Everything About Fiction You Never Wanted to Know.


  • Alternate Character Interpretation: The way Louis depicts Lestat is a lot different from the way Lestat depicts Lestat.
    • Is Louis so tortured because, deep down, he still believes in human morality but is forced by his vampire nature to live at odds with it, or is he so self centered that all he can see is his own pain?
  • Canon Sue: Dora, Mona, Merrick, but Lestat most of all.
    • This is debatable, since Lestat has a lot of realistic flaws and short comings that he himself admits to, does a lot of things that he later regrets and admits to being wrong about (Claudia anyone?) and there are plenty of other characters in the story who really dislike him for what could be considered perfectly logical reasons but are not made out to be villains.
    • Though, Anne Rice has openly admitted ot Lestat being an Author Avatar (atleast later on in the series) the writing suggests that the reader is meant to empathize with him, but not necessarily approve of everything he does.
  • Evil Is Cool: And sexy and glamorous.
  • Fanon: Though it is a common and long held assumption, the books never actually say that vampires are impotent.

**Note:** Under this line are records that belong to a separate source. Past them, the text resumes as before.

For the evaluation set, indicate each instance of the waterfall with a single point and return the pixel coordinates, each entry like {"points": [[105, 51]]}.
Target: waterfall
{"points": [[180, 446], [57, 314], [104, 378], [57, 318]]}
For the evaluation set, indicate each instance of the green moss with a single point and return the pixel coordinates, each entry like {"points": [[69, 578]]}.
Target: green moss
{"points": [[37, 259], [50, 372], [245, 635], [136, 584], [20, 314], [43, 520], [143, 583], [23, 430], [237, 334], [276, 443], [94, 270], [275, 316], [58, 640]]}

In the series people do seem to lose interest in sex following becoming a vampire, but it is never expressly stated or shown that they are INCAPABLE of having sex.
    • In Interview with the Vampire Louis at one point says something to the effect of "don't get me wrong, Armand was a beautiful man and intimacy with him would not have been unpleasant but, for vampires, the apex of physical pleasure is the kill" this seems to indicate that vampires can have sex, but that sex just isn't as big of a deal to them as it is to humans.
  • Ho Yay: Stomps all over the line between subtext and text; the only thing that precludes the many intense romances between male vampires from being canonically sexual is the fact that the transformation from humanity renders sex obsolete, as killing becomes the height of achievable pleasure. However, that doesn't stop the pairings from being deeply romantic and erotic.
  • Jerkass Woobie: Lestat
  • Jumped the Shark: It is not uncommon to hear people argue for anything after "Queen of the Damned" as having Jumped the Shark. For those that argue for later points of shark-jumping, even the most hardcore series fans were put off by the series after it started incorporating elements from Rice's Mayfair Witches series.
  • Magnificent Bastard: Lestat, predominantly. Marius, Armand, Akasha and Marahet qualify as well.
  • Protection From Editors
  • Sequelitis: (Type 4) It doesn't take a lit. professor to see that Rice's characterizations of Lestat and Louis are a lot stronger in the first few books than they are later on in the series.
  • Woobie: Louis, at least in the first book.